By: Pascual Serrano
2008-01-10 | 11:49:09 EST
After seventeen months since the Cuban President Fidel Castro stepped down for health reasons, people in Spain are wondering what the situation in Cuba is now; few believe that normality and institutional order reign. This does not mean that what happened —or did not happen— on the island has been something accidental or surprising; rather, it is an example of the ignorance and disinformation that the international community suffers from concerning Cuba.
For decades we have been hearing about the imminent collapse of Cuban socialism, about a popular rising against its rulers and unbearable mass desperation. However, since his illness forced Fidel Castro to delegate his responsibilities as head of state, government officials have functioned normally, the parliament has met regularly, in October two rounds of local elections took place without incident and virtually without abstention, and on January 20 legislative elections will be held.
On the other hand, in nearby Belgium —with the corporate media and analysts commenting little— the country has been without a government for months, and continues to rely on an interim administration.

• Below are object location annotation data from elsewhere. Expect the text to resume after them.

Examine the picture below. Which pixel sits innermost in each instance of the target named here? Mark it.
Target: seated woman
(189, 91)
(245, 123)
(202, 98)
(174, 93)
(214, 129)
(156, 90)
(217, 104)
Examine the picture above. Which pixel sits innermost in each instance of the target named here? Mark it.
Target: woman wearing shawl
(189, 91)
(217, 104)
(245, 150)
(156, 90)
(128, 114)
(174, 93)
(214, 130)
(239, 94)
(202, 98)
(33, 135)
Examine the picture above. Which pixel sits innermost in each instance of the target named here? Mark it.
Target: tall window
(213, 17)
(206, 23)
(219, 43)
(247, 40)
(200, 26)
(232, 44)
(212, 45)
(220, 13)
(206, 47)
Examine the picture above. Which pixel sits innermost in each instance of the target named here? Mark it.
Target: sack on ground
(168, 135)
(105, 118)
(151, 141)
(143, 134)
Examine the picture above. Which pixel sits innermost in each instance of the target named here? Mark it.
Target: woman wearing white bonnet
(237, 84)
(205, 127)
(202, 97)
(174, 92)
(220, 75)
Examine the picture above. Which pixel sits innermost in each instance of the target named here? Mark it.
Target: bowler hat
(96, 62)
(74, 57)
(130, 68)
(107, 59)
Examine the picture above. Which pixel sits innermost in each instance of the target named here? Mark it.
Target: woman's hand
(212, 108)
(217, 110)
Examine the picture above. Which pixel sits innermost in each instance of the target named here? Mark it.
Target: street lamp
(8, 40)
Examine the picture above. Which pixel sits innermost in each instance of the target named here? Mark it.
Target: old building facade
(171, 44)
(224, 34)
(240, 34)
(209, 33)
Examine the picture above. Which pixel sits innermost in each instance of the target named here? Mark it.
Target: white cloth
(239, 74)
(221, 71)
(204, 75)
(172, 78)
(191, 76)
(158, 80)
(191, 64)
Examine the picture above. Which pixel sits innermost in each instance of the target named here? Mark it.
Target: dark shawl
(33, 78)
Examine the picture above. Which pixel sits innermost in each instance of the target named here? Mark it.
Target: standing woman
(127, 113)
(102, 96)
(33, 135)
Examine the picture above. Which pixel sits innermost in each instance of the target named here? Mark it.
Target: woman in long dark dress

In Cuba, none of the prophetic forecasts of destabilization, boatpeople crises or demonstrations on the Malecón came to pass. The obsession of some people to present a country as one without institutions has been so demented that they have ended taking the issue of whether Fidel Castro is or is not the head of state to the Spanish Supreme Court. This an act of absurd and arrogant interference can only serve to awaken understandable indignation on the other side of the Atlantic.
Cuba has witnessed impeccable institutional government. Its president delegated his responsibilities for health reasons. He has reserved himself to playing the role of temporary adviser to the degree his illness allows him. He has been substituted by First Vice-president Raúl Castro, around whom are drawn the highest-ranking government officials. On January 20 there will be parliamentary elections, in which it is known that Fidel will be a candidate, which indicates that he is interested in maintaining a role in Cuban politics – as this could be no other way. Meanwhile, thousands of community and workplace meetings have been held across the island to discuss and debate peoples’ concrete problems; these generated almost two million proposals that will be addressed by those responsible. At the end of December, ten working commissions of the parliament analyzed and debated the main economic and budgetary issues facing the country. Critical topics such as the production and distribution of food, labor efficiency, productivity and discipline, and the energy situation were approached —without Fidel Castro’s presence— in another example of political normality.

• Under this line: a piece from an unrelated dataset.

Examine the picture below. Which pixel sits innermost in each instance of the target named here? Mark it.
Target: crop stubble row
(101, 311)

While some continue with their Cuban destabilization fantasies, the country has been able to produce half of the oil that it consumes – its historical economic nightmare. Its commercial relationship with the region is unprecedented: as demonstrated though its involvement in PetroCaribe, ALBA, international educational and healthcare missions, bilateral agreements with numerous countries, etc. In foreign policy, its annual claim against the blockade by the United States has reached the greatest support in the history of UN General Assembly votes.
Cuba has been the country most victimized by lies and deceit. They say that there is repression though no one has ever seen the police charging against demonstrators; many in the opposition live better than government ministers; it is alleged that Internet is forbidden, though it is used at no cost by free by students, teachers, doctors, journalists... While they accuse the country of being governed by a few communist dinosaurs, its senior diplomat is 44 years old; and while they say that there are no elections, people vote voluntarily, through a vote secret ballot and with a turnout of 96 percent.

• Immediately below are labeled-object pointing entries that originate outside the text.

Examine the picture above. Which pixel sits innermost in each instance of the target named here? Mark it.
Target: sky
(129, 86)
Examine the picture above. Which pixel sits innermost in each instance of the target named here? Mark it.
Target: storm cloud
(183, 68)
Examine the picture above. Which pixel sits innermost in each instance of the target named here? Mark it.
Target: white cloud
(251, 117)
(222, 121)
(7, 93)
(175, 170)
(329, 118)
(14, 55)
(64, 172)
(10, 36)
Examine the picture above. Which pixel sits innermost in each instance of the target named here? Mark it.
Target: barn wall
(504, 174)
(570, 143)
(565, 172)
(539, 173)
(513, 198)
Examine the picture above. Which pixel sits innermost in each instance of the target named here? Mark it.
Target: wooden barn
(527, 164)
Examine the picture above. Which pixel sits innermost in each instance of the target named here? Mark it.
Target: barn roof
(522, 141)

Of course Cuba has many problems, uncertainties and needs for change. These relate principally to housing, transportation and the improvement of food production for the public. However, these are problems that have already been shown to be more easily solved though socialism than under capitalism. With housing, the solution is to build; while in Spain the market fails to solve this problem even though two million houses stand empty. Transportation is easier for Havana to solve; it can institute a good network of buses or trams, despite these having collapsed in market economies in cities such as Caracas or Mexico City. With food, the challenge is to begin to farm half of the country’s arable land that today lies fallow. It is true that there are also problems of inefficiency and graft, but in Cuba no one pockets millions of dollars by rezoning land, as is committed in Spain. No government minister spends 150,000 Euros on trips in private airplanes nor 183,000 on «protocol,» as did Eduardo Zaplana (as revealed by journalist Alfredo Grimaldos in his last book). To convince citizens to work efficiently in the socialist system is not easy. Under capitalism it is sufficient to confront people with starvation to motivate them to work. One of the challenges facing Cuba is to find incentive mechanisms that do not generate insulting and intolerable inequalities. That discussion has not been avoided; Raúl Castro approached it clearly in his speech this past July 26.
Those who are obsessed with overthrowing Cuban socialism and beginning the looting made a mistake over the decades by planning for Castro's absence, and they have made another mistake now since nature has distanced him from government affairs. There are so many the lies about Cuba that even the liars have begun to believe there own. The upshot is that they clearly understand nothing.